"Romansyia" "(Romance)" is a song recorded by the Lebanese singer Amal Hijazi in 2002 and released as a single in 2003, from Hijazi's album Zaman and produced by Dilara Master Production.

Upon the single's release in mid-2003, it quickly shot up to the number one spot in Lebanon, Egypt, Algeria and Syria. "Romansyia" received a mainly positive response from music critics and its success established Hijazi as one of the most wanted performers in both Egypt and Lebanon, despite the serious competition between a number of female singers. 

"Romansyia" became a major club hit in a number of countries around the Middle East and attracted generally positive comments from reviewers. Upon its initial radio airplay, it reached the number one spot on a number of Lebanese and Egypt radio channels. In addition, the success was highly recognized in countries like Jordan, Iraq, Malaysia and Singapore.
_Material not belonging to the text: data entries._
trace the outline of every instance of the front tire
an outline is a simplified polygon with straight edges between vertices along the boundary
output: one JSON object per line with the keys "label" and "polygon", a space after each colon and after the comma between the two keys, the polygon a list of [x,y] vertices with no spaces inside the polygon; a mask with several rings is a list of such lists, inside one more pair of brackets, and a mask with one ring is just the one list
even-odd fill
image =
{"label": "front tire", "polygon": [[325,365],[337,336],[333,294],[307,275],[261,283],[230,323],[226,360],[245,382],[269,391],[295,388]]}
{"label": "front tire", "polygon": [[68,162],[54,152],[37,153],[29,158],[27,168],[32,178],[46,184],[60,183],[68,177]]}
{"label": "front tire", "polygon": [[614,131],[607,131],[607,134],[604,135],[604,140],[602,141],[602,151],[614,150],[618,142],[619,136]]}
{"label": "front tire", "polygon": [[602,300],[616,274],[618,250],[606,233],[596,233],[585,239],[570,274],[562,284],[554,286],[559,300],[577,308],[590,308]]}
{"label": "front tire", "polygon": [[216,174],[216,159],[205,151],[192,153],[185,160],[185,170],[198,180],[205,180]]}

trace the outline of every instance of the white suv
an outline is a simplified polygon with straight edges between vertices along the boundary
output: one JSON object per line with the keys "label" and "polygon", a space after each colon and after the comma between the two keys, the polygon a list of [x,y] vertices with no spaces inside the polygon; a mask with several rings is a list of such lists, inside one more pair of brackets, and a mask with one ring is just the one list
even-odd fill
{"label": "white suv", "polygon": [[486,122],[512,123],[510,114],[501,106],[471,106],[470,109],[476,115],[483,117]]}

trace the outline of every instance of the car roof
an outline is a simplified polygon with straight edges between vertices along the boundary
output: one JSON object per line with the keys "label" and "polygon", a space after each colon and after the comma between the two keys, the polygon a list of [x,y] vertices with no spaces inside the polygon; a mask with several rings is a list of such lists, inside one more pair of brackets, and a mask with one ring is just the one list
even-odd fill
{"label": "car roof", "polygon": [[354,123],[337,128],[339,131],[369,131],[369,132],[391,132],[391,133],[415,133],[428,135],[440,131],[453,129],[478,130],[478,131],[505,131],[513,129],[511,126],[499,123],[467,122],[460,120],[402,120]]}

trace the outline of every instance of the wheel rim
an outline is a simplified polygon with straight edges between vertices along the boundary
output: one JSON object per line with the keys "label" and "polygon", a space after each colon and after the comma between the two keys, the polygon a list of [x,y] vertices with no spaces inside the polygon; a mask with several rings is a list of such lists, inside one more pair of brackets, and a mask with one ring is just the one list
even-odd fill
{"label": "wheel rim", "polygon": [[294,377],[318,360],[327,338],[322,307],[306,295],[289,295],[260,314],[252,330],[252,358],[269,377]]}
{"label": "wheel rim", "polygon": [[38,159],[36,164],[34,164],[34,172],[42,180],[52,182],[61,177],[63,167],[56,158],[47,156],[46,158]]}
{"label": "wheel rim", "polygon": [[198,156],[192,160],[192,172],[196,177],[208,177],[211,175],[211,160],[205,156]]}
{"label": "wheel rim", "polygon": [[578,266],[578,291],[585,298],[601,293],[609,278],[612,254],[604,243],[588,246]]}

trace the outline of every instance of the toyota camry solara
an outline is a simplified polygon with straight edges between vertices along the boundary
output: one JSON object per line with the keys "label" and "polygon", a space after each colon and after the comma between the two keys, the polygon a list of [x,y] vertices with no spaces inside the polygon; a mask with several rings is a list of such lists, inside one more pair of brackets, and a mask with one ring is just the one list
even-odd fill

The music video of "Romansyia" also attracted a number of positive reviews by most music critics. It was filmed in Lebanon, under the direction of Mirna Khayat. The video showcases Hijazi in various dance sequences. The opening scene begins with the performer standing in front of a mirror and admiring herself. The scene next shifts towards a swimming pool area where Hijazi begins an elaborate solo dance. The video ends with Hijazi performing at a concert in front of fans.